LORD HENRY: Tell me. Are humans born moral or imperfect and evil?

NIETZSCHE: The latter. I have to admit that “evil is the characterizing expression for man, indeed for every living being one supposes to exist, for a god, for example; human, divine mean the same thing as diabolical, evil (Nietzsche 72).” Humans are born imperfect, but they do have the potential to be changed and cease to be evil.

LORD HENRY: Well, let’s put human’s potential capability on the side and think about the immorality of morality. I say so because, to pursue morality is to deny one’s previous evil self, and to urge morality is to influence others and change their inherent human nature. “All influence is immoral—immoral from the scientific point of view.

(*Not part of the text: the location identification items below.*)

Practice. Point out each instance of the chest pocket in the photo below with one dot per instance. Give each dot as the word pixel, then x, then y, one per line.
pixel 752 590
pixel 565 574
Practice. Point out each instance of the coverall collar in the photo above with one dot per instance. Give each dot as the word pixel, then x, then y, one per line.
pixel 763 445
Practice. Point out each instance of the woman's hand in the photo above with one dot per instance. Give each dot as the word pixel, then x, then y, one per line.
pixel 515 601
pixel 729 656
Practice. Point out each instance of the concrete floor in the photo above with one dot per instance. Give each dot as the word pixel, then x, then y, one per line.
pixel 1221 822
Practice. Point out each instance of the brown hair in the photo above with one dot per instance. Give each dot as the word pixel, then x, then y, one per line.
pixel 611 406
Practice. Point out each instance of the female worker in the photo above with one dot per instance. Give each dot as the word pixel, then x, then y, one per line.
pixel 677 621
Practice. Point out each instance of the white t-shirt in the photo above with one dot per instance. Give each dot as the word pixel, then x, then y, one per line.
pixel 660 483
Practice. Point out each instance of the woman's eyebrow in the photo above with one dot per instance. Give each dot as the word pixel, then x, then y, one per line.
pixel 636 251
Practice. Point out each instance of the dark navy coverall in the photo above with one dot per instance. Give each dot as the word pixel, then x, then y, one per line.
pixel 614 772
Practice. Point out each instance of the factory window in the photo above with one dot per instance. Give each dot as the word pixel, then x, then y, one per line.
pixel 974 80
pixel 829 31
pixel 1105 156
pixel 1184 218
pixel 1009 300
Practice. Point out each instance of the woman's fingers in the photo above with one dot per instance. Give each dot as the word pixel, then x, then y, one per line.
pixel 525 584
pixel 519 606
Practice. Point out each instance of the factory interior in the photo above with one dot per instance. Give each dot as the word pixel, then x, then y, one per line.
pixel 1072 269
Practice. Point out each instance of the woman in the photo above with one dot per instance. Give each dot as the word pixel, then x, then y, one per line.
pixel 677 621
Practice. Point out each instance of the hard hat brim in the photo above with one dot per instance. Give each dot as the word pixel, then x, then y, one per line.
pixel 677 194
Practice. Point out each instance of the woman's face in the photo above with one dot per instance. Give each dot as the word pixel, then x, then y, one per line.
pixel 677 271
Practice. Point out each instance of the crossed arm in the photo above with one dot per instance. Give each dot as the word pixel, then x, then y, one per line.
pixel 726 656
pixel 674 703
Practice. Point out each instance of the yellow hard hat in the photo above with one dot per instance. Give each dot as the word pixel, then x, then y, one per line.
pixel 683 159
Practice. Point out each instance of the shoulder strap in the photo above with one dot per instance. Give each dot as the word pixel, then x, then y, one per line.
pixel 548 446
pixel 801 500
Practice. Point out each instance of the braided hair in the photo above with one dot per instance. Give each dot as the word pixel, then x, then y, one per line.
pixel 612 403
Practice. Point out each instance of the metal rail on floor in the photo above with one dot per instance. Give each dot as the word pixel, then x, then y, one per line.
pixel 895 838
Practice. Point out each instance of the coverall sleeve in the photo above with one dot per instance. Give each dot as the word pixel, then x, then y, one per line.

Because to influence a person is to give him one's own soul. He does not think his natural thoughts, or burn with his natural passions. His virtues are not real to him. His sins, if there are such things as sins, are borrowed. He becomes an echo of someone else's music, an actor of a part that has not been written for him. The aim of life is self-development. To realize one's nature perfectly—that is what each of us is here for. People are afraid of themselves, nowadays. They have forgotten the highest of all duties, the duty that one owes to one's self (Wilde 19).” They abandon their true-selves and try to fit into a unified framework of being moral. But restraining one’s natural instincts and desires can only result in pain and suffering of self-denial. “I believe that if one man were to live out his life fully and completely, were to give form to every feeling, expression to every thought, reality to every dream—I believe that the world would gain such a fresh impulse of joy that we would forget all the maladies of medievalism … The mutilation of the savage has its tragic survival in the self-denial that mars our lives. We are punished for our refusals (20).” Therefore, since we are not moral by nature, trying to change ourselves or others moral is immoral by nature.

NIETZSCHE: I see your points and almost completely agree with you.

LORD HENRY: What parts of my argument do you agree?

NIETZSCHE: I agree that morality may lead to sufferings. “Signs of goodness, benevolence, sympathy are received fearfully as a trick, a prelude with a dreadful termination, a means of confusing and outwitting, in short as refined wickedness (Nietzsche 72).”